Era tutto il giorno che mi sentivo osservata eppure poteva essere solo una sensazione, lo sapevo bene, eppure continuavo a guardarmi intorno completamente tesa. “Eve hai sentito?” sobbalzai sentendo Greta che si rivolgeva a me, cosa mi aveva chiesto? Le sorrisi dispiaciuta sperando non si offendesse, ma lei mi conosceva troppo bene per offendersi ed era la sola in grado di farmi ridere anche in punto di morte. “Terra chiama Eve! Tesoro ti senti bene? Sicura di non avere la hofattoisoldinonmitifilopiù malattia o qualcosa di simile?” ovviamente risero tutti, compresa me, e dopo un abbraccio mi sentii un po’ meglio. “A parte gli scherzi, vuoi che venga a casa con te stasera?” mi chiese a bassa voce con fare circospetto, e l’adorai ancora di più per quella riservatezza “no, sto bene...devo solo fare una cosa.”
“Lasciami indovinare...devi passare una mezz’ora estenuante a dondolarti su quell’altalena cigolante.”
“Ma quanto mi conosci?”
“So che quello è il tuo rito personale del giorno, e mi chiedo ancora come faccio a non trovarti strana come il resto del mondo.”
“Ma è semplice, perché mi ami.”
“Eh sì ma chèrie, sei il mio amore segreto.” E tanto per fare la commediante fece finta di svenire.
Salutai gli altri prima di scendere dall’autobus e mi diressi al parco dove era iniziato tutto, dove avevo conosciuto il bambino. Mi sedetti sulla solita altalena e abbandonai la borsa al lato della giostra, iniziai a dondolare. Pensavo a mia sorella e immaginavo che fosse li accanto a me a dondolarsi sull’altra altalena, la vidi felice e radiosa come ogni quindicenne dovrebbe avere la possibilità di essere e con un sorriso scemo stampato sulla faccia mi girai in direzione di dove l’avevo immaginata. Il cuore mi saltò in gola quando vidi che c’era seduto qualcuno. Un ragazzo forse poco più grande di me, biondo e...bello. Non saprei come definirlo altrimenti. “Scusami non volevo spaventarti.” Mi disse mentre mi alzavo per riprendere fiato e darmela a gambe levate “Tranquillo, stavo andando via.”
“Non è vero, e non vedo perché non possiamo andare entrambi sull’altalena.” Ancora con il cuore che batteva a mille mi voltai verso di lui per guardarlo in faccia prima di rispondere e appena i miei occhi incontrarono i suoi ebbi una vertigine: erano verdi, liquidi e puri come quelli di un bambino, solo che questa volta erano sul volto di un adulto. Mi sorrise “Ciao Eve.” Indietreggiai terrorizzata, specialmente nel vederlo alzarsi e venire verso di me. “Chi sei?”

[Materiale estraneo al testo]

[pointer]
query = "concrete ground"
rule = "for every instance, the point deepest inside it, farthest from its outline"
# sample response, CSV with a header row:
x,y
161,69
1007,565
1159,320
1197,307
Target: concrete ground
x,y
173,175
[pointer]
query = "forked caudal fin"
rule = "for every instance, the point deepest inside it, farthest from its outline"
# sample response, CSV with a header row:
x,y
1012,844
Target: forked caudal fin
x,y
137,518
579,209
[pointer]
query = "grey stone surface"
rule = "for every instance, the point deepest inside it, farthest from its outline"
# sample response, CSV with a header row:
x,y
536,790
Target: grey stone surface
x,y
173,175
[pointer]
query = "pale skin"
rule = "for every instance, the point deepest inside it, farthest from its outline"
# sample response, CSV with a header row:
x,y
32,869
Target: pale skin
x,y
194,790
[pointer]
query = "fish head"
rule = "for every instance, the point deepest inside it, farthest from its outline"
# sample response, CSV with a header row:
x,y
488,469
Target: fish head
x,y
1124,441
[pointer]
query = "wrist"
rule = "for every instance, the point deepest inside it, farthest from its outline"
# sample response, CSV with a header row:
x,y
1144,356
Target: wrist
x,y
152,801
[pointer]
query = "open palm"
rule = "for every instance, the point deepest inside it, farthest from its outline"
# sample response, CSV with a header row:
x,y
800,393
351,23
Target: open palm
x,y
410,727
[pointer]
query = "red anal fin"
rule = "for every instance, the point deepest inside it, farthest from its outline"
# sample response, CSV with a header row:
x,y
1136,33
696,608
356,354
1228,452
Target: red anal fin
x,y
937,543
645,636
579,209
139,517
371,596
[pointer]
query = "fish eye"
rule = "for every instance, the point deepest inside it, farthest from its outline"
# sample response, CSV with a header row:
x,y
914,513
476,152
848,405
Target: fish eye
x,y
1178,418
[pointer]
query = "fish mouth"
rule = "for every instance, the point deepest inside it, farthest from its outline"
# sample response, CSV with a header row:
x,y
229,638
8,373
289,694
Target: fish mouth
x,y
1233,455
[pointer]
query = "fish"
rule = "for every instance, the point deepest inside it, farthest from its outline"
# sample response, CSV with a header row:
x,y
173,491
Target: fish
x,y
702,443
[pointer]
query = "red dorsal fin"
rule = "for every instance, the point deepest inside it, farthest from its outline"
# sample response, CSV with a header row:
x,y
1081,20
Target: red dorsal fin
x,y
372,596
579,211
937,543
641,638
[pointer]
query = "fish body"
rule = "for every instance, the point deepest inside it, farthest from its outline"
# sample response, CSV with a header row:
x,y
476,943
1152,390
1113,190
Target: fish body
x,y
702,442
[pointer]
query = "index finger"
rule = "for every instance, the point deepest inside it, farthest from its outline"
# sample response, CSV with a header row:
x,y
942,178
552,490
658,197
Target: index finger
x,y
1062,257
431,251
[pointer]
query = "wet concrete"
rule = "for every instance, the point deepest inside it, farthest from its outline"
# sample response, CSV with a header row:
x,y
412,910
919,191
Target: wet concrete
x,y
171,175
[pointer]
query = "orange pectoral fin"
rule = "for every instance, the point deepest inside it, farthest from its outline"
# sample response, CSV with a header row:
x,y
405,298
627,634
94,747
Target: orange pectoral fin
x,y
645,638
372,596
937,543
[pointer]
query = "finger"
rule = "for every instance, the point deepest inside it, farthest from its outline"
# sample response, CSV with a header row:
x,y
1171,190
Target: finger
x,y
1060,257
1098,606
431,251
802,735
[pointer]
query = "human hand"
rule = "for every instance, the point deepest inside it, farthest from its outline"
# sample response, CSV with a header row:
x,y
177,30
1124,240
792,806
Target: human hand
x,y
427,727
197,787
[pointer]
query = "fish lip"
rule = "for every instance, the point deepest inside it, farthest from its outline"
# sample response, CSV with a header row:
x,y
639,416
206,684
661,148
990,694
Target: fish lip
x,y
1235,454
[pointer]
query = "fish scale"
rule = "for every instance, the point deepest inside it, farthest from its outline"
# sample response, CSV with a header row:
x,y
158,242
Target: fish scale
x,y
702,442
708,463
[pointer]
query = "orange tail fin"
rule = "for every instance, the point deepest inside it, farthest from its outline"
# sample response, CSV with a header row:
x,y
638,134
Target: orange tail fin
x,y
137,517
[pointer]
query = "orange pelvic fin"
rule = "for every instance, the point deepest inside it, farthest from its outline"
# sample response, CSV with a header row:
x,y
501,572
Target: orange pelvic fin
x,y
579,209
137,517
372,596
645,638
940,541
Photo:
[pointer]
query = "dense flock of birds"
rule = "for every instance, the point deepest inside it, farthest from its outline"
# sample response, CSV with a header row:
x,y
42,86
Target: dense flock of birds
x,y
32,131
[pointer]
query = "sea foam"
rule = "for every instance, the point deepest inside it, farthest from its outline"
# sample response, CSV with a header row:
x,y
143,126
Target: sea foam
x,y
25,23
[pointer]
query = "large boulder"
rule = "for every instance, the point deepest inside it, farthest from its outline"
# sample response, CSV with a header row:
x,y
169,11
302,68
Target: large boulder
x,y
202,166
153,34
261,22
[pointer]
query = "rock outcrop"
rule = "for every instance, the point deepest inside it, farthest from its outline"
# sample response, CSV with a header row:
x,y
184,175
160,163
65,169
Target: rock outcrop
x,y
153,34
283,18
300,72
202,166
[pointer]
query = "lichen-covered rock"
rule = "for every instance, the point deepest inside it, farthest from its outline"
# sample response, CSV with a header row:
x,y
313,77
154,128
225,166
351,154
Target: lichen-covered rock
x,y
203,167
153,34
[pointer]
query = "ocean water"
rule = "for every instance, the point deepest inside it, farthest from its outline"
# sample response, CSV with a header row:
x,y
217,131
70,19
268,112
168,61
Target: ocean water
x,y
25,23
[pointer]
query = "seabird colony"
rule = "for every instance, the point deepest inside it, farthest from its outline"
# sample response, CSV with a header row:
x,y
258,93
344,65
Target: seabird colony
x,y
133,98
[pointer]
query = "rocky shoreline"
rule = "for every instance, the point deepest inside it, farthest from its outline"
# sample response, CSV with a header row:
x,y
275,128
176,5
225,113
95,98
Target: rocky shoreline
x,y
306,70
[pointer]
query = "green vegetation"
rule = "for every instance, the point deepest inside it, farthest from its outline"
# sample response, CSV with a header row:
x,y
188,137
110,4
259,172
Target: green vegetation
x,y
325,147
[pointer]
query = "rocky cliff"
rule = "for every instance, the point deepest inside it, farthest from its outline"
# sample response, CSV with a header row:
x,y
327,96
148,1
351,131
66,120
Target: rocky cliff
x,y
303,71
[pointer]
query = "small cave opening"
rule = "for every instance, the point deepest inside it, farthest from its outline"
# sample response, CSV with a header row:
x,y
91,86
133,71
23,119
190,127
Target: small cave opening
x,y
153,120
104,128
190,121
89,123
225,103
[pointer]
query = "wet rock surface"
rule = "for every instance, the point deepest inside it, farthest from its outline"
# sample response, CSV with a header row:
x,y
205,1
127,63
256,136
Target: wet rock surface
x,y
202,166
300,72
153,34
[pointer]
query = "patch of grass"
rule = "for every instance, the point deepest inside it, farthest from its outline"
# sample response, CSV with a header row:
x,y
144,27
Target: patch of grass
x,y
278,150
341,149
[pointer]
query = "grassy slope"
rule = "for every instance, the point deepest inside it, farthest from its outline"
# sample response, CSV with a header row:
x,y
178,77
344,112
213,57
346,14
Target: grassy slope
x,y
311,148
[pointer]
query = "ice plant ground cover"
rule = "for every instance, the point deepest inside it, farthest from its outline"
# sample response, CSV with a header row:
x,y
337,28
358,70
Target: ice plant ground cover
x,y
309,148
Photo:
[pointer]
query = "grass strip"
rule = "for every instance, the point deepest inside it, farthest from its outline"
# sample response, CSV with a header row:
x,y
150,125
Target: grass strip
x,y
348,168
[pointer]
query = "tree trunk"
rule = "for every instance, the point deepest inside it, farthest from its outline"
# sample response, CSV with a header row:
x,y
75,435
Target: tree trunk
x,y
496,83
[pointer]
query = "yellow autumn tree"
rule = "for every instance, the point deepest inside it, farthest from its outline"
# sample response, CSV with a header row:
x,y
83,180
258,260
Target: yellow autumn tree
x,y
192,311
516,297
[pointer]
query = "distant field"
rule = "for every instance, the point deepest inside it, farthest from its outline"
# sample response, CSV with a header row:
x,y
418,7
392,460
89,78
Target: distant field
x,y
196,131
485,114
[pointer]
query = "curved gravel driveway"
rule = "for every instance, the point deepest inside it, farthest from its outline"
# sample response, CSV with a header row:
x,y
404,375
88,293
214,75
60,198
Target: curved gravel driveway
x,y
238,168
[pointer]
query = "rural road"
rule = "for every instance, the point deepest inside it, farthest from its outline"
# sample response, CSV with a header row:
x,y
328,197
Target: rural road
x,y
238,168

“Ehi non scappare non voglio farti del male.”
“Oh non fare il furbo con me, ti ho fatto una domanda.”
“Davvero non sai chi sono?” si fermò allargando le braccia come per indicare se stesso. Lo osservai meglio. I capelli oltre che biondi erano più lunghi di quanto mi piacessero su un ragazzo e scompigliati fino all’inverosimile, le labbra erano ancora rivolte ad un sorriso, ma non riuscivo a decifrare se fosse di scherno o di agitazione. I jeans che portava erano logori e la maglietta dei Coldplay ero sicura fosse una dei loro primi concerti. “Eve?”

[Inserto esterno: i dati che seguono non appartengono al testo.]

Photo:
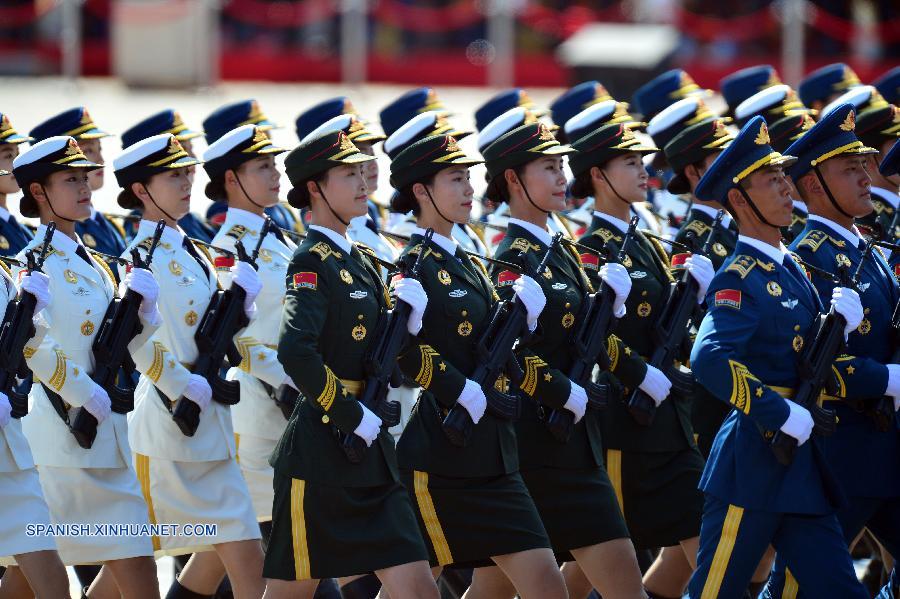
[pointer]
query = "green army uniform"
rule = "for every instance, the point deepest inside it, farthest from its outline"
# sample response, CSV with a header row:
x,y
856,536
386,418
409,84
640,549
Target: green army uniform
x,y
471,501
654,469
323,502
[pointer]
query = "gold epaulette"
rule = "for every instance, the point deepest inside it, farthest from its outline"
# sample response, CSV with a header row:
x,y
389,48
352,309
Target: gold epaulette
x,y
742,265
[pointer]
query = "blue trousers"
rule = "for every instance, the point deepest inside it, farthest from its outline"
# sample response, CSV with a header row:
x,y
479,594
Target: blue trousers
x,y
880,516
734,539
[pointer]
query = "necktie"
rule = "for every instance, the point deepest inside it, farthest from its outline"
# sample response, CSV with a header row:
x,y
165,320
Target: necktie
x,y
190,249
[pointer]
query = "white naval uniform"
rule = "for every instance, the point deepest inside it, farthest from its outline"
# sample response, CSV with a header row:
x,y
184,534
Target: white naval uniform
x,y
185,480
81,486
21,499
258,421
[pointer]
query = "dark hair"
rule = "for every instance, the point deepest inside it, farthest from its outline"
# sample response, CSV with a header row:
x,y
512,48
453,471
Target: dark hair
x,y
405,200
582,185
299,196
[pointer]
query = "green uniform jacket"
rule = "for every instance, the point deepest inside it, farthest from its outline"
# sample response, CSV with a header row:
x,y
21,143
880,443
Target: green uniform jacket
x,y
565,288
460,301
331,310
648,266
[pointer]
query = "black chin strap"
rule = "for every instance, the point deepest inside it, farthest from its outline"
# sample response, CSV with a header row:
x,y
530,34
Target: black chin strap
x,y
828,193
327,203
49,203
436,209
608,182
756,211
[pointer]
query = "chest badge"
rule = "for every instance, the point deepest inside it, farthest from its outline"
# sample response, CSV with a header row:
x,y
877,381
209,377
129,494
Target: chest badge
x,y
644,309
464,329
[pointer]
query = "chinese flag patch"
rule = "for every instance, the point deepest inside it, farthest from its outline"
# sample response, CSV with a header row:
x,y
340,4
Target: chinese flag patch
x,y
306,280
507,277
590,261
729,297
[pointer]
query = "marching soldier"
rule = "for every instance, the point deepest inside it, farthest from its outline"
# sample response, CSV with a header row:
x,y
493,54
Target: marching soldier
x,y
95,485
832,177
335,298
567,480
760,307
186,478
13,236
471,503
97,232
657,465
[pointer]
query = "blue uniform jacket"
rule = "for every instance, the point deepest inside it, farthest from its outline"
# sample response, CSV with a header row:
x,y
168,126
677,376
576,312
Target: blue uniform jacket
x,y
866,461
758,313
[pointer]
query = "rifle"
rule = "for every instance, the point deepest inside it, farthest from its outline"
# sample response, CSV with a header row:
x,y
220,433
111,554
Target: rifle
x,y
669,331
382,368
495,355
121,324
590,348
223,318
16,330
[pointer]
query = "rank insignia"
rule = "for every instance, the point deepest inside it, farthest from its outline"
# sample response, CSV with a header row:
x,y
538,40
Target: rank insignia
x,y
644,309
306,280
728,297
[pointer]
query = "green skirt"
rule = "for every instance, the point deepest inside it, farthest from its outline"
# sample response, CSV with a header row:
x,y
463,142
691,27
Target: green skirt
x,y
658,494
578,507
321,531
466,521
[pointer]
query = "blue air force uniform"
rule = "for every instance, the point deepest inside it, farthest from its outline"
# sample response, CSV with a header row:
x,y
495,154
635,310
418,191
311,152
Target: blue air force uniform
x,y
761,305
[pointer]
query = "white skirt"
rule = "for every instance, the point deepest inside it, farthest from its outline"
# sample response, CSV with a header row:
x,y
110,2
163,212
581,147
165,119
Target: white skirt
x,y
21,504
85,498
253,457
206,502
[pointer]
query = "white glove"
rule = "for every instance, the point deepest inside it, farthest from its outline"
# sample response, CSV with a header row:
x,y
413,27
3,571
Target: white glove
x,y
577,402
199,391
410,291
38,285
894,384
799,424
141,280
701,269
656,385
99,405
616,276
368,427
245,276
846,303
473,400
5,410
532,296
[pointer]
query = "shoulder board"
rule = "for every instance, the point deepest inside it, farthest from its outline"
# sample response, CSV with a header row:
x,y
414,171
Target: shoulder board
x,y
742,265
523,245
606,235
324,251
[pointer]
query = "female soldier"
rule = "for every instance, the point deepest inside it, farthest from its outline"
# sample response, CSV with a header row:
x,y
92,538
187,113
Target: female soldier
x,y
654,469
241,168
95,485
186,479
571,489
335,298
471,501
38,564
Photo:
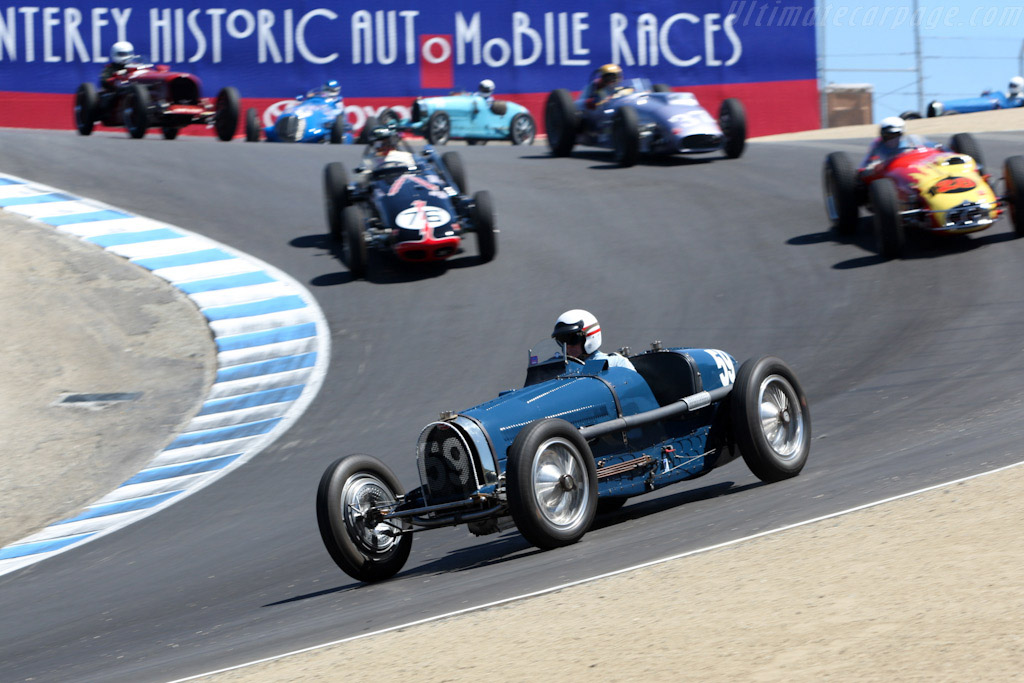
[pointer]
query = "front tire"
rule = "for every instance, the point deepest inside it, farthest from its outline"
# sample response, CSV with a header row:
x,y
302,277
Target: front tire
x,y
1014,174
453,162
561,122
771,419
552,483
136,113
349,488
840,184
437,128
335,197
732,121
225,120
353,242
888,225
626,136
86,101
522,130
483,224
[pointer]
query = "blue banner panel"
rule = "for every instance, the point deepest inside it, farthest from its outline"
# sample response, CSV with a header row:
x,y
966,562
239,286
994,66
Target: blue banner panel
x,y
399,49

“Smettila!” azzardai “Tu non esisti, vattene.” Abbassò le braccia e alzò gli occhi al cielo.
“Non esisto? E questa da dove salta fuori? Possibile che non mi riconosci?” rimasi in silenzio alla ricerca di qualcosa di intelligente da dire. Poteva davvero essere lui? Il bambino di cui non ricordavo il nome? Ero terrorizzata all’idea che nel caso in cui fosse lui era casualmente riapparso precisamente dieci anni dopo la sua scomparsa. “Cosa diavolo vuoi?”

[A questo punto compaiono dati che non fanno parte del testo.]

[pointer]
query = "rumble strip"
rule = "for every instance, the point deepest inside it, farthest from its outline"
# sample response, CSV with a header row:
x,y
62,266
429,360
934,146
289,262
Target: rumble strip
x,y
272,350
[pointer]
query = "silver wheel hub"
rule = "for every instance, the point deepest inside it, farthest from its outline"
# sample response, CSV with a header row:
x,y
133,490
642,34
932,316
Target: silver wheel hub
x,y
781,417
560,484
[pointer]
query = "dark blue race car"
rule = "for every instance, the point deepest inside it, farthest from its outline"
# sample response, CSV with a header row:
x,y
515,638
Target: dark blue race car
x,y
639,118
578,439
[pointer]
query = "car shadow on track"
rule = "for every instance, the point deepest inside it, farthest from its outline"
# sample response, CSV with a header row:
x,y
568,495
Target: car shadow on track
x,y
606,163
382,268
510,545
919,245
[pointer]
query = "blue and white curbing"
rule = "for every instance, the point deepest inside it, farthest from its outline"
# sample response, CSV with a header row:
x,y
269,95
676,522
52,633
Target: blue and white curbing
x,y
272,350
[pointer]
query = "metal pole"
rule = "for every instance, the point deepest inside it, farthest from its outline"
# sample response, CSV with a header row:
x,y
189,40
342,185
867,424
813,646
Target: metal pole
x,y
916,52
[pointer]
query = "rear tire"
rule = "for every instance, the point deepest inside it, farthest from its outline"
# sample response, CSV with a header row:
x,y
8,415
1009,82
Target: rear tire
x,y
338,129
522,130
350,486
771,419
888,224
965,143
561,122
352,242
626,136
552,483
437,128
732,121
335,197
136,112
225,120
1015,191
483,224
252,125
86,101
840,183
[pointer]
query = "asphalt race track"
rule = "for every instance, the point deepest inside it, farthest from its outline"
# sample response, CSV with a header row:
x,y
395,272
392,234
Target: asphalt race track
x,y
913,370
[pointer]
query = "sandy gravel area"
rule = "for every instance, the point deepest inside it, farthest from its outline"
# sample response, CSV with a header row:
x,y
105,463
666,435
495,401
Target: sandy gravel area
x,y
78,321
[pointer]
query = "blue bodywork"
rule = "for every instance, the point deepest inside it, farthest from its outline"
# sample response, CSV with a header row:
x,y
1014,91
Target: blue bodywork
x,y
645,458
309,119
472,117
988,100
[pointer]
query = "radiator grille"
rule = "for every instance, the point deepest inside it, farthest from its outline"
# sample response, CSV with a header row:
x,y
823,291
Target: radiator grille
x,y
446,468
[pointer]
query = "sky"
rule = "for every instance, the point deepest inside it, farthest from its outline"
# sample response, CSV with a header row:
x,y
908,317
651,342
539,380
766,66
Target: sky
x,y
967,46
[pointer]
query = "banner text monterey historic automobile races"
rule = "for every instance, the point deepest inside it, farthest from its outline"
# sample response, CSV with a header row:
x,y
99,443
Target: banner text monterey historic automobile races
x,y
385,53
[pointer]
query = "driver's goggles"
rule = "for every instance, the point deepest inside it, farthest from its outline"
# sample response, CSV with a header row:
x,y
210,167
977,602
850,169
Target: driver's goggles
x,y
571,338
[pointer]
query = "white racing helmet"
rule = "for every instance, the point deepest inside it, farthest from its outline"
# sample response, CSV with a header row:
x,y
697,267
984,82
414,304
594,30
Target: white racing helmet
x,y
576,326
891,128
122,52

“Sapevo di trovarti qui, così…”
“O ma fammi il piacere, e come lo sapevi? No, anzi non dirmelo. Ho già un forte mal di testa non voglio che peggiori. E con te non dovrei nemmeno parlarci.” In un secondo fu davanti a me, così vicino che potevo sentire il suo odore, il suo buonissimo odore che sapeva di familiare benché un bambino di dieci anni non profumi proprio allo stesso modo di un ventenne strafico. Posò le mani sulle mie braccia e iniziò ad accarezzarmi per farmi tranquillizzare, io non riuscivo a guardarlo negli occhi. “Non devi avere paura di me.” Alzai lo sguardo e trovai il suo, stranamente carico del timore denso di non essere accettato, da me.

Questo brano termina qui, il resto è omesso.